To evaluate expressions in Java, at first we used GroovyShell, but noticed abysmal performance. Based on this post, we retooled, and went with the Java Scripting engine (JSR 223) , and used LuaJava as the engine. It performed much more reasonably. Since Lua doesn’t have a regular expression parser, we fall back to using BeanShell when we need to do regex comparisons.
(Image courtesy of CajuScript on Google Code)
But, let’s go back. This became a problem that required a scripting engine when I realized I didn’t want to be building a nested expression based on the result set, one row at a time. I’d rather compile a query, fill in the appropriate values at run time and evaluate it.
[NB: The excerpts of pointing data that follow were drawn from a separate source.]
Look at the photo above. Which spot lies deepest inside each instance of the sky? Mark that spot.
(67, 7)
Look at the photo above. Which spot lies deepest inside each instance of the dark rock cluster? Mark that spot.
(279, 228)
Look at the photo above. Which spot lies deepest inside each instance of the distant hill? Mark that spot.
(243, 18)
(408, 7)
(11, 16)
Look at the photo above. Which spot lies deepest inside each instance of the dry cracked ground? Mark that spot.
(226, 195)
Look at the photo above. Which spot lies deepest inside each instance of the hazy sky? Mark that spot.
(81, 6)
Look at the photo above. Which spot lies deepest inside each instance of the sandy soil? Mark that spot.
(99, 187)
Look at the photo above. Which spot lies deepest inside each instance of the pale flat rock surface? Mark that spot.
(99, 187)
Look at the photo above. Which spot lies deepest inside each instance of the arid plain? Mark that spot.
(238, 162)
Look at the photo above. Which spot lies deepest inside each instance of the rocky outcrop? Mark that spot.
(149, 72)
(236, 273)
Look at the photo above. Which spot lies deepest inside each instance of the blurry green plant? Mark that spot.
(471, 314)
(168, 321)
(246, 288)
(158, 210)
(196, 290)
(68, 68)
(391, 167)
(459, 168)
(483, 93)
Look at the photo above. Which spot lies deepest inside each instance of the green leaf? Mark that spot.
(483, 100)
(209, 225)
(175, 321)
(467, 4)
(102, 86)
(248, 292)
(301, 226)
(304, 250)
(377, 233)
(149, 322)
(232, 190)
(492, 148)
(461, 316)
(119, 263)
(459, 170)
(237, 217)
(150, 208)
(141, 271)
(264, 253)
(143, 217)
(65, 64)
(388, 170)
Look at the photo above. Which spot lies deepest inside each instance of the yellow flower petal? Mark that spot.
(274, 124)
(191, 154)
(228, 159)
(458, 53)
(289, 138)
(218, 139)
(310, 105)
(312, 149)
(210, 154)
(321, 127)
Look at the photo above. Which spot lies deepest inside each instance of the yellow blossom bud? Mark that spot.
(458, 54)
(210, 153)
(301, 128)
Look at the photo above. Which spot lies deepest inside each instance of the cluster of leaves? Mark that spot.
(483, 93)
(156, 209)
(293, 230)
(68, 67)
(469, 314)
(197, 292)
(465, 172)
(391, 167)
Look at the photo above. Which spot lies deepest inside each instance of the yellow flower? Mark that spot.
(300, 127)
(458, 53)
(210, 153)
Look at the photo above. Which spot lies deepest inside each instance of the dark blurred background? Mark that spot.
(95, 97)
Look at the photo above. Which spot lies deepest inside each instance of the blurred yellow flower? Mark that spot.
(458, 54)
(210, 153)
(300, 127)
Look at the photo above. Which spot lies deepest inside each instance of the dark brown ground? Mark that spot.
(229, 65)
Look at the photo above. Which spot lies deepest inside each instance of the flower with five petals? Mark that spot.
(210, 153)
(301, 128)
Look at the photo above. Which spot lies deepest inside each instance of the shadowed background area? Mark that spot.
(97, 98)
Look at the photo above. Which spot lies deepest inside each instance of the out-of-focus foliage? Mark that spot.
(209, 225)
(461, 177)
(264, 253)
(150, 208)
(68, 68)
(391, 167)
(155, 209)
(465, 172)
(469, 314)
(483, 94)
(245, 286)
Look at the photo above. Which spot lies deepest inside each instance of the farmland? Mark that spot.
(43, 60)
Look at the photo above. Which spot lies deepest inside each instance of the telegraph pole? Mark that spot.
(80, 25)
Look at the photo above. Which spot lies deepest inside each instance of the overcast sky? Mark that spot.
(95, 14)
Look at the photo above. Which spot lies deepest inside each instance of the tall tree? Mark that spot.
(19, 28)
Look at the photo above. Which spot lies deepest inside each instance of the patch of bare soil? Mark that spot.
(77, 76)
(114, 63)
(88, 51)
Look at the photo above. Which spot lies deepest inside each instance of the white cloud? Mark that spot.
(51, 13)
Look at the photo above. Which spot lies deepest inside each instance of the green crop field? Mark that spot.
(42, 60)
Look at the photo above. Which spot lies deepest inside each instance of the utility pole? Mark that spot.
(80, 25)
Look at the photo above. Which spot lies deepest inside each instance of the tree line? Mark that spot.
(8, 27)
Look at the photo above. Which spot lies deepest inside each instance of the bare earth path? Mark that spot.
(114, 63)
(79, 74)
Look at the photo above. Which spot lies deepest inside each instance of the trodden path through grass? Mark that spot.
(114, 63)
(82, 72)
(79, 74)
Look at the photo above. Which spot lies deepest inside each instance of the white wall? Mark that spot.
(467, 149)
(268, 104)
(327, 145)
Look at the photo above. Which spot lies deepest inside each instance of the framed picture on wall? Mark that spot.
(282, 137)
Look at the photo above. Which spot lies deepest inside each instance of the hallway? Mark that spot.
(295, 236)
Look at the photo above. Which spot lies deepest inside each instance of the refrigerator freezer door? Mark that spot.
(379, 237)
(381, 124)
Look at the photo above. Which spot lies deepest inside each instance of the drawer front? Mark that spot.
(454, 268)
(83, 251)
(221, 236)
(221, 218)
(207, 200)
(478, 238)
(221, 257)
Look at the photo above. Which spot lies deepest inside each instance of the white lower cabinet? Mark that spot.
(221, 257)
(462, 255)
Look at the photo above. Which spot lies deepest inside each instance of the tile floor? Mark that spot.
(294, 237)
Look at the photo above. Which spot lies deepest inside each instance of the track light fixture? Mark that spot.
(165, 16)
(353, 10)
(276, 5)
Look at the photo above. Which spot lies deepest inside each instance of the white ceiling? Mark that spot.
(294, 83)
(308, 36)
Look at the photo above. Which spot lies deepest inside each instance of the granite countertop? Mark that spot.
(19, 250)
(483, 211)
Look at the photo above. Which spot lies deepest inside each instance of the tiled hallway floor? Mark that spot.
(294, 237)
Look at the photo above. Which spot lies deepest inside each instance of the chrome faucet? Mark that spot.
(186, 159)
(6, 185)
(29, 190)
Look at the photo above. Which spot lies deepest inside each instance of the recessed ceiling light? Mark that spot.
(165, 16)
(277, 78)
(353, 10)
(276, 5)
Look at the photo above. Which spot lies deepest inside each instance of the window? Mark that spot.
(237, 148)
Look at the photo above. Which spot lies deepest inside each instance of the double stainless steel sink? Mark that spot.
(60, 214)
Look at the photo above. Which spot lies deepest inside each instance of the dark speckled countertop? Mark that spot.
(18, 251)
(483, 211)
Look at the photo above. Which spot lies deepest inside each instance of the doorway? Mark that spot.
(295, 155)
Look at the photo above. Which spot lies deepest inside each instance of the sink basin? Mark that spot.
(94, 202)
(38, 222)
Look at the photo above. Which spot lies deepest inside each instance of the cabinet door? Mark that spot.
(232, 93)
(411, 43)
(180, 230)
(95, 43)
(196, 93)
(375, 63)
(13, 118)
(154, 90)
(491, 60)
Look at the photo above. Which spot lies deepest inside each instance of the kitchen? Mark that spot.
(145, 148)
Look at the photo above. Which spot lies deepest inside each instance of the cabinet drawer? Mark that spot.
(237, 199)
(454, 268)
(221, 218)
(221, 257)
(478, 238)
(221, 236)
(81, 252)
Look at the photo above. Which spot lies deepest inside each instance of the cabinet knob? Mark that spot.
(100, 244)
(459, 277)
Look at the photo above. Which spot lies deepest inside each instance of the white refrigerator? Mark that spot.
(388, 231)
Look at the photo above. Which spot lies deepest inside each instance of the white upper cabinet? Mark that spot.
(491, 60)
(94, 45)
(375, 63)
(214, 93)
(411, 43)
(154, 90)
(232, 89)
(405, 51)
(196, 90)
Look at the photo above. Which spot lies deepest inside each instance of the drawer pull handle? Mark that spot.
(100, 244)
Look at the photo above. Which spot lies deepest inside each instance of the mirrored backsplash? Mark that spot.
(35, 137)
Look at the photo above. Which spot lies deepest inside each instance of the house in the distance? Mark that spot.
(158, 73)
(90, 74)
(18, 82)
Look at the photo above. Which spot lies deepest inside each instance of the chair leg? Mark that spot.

Again, here is the UI. This is what we need our engine to be able to model and act on:
Sidenote: I later heard about JSR-94 the Java Rules Engine spec, and implementations like Drools and JESS. I think our solution is better for our application, as we have build the front end with tools that our support team understands. The only part of those tools we’d use is the evaluator, which JSR-223 accomplishes.
Other Sidenote: The same guy who told me about JSR-94 also called said this engine is “hyper generic.” He’s a guy I respect, so there’s probably some merit to considering a rules engine where things are more static.
The Process
Getting back to our engine, the back end process is like this:
- A query executes to retrieve a result set with criteria and corresponding actions, and returns a set of DAOs
- An evaluator class, which does the actual JSR-223 stuff, is passed this set of DAO’s as well as a list of candidate objects to be evaluated
- Each object is evaluated against each set of criteria, and when the result is true, the actions associated with that criteria are applied.
Object Representation
So, think of the map as a triangle: at the base vertices, you have criteria and action groups. The top vertex is the record linking the criteria group to the action group. If the criteria evaluates to true, you execute the actions.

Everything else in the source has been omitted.